= Caborrojeños Pro Salud y Ambiente =

Environmental organization based in Puerto Rico

Caborrojeños Pro Salud y Ambiente, Inc. (CPSA, Caborrojeños for Health and Environment) is a non-profit environmentalist organization based in Cabo Rojo, Puerto Rico.

The organization was founded in 1990 by a group of concerned residents who wanted to improve the livings standards of Cabo Rojo and Puerto Rico in general, and was incorporated as a non-profit in 1991. The organization's first president and main driving force was Efrén Pérez Rivera, an ecologist and retired professor of the University of Puerto Rico at Mayagüez. The organization partnered with the US Fish & Wildlife Service to preserve and manage the Cabo Rojo Salt Flats.

CPSA promotes efforts to preserve the indigenous flora and fauna of the Cabo Rojo area. The organization created and manages the Centro Interpretativo, a visitors' center in the Salinas area, near the Los Morrillos Lighthouse. Volunteers at the Centro Interpretativo provide guided walking tours that allow visitors to experience the local wildlife and fauna. CPSA collaborated with Walmart on the Sowing the Development of the Country (SDE) Project before withdrawing in 2008.

The group was also actively involved in the preservation of Isla de Ratones (Mice Island), a small island off the coast of Cabo Rojo. The island has been suffering from significant erosion during the past decades. Caborrojeños Pro Salud y Ambiente, with the help of the local government, planted mangroves and launched a project to repopulate the local coral population in order to stop the erosion.

The group was part of the alliance of environmental groups that fought the installation the carbon power station Cogentrix.

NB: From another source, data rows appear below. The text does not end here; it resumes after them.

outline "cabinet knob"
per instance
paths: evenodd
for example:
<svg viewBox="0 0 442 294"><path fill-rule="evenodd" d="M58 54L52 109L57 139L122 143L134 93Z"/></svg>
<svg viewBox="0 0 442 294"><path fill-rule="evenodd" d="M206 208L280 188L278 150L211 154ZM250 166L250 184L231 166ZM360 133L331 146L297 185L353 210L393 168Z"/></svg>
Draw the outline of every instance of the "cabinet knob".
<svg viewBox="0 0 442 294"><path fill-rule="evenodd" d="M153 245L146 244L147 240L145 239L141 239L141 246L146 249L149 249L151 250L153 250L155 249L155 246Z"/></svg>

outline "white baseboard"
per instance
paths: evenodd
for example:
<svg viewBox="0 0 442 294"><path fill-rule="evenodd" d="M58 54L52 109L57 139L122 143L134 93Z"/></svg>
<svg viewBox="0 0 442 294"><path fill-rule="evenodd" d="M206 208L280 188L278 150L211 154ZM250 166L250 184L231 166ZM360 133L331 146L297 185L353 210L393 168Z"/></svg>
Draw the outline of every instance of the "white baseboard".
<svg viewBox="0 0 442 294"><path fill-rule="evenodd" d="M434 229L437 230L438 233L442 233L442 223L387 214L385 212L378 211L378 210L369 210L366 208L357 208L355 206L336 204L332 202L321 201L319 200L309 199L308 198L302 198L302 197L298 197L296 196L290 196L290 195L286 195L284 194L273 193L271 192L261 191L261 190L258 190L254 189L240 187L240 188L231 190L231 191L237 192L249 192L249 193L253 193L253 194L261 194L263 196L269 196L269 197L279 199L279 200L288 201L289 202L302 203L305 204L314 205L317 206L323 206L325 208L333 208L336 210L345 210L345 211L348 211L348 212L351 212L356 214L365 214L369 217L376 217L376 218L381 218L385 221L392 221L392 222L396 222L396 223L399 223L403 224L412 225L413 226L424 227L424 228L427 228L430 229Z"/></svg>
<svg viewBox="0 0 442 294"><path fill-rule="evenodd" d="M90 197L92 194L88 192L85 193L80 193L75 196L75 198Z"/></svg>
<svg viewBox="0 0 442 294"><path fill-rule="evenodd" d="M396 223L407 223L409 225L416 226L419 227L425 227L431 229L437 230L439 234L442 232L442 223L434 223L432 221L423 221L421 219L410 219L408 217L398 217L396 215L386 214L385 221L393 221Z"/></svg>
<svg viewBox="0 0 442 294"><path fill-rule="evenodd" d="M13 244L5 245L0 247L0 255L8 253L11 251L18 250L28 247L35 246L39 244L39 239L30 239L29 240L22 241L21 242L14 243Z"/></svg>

Caborrojeños Pro Salud y Ambiente was actively involved in the reconstruction effort of the Los Morrillos Lighthouse, achieving a grant from the U.S. Federal government to restore the historic building. However, political moves and the inactivity of Cabo Rojo mayor Santos Padilla doomed the plan and the federal grant was lost.

In 1999, the group received the Urban Community Award, presented by the Puerto Rico Forestry Conference Annual Convention. In 2003, the organization was awarded the Environmental Protection Agency Environmental Quality Award The group was also recognized by the Miranda Foundation.

The current president is retired college professor Dr. Pedro Valle Carlo.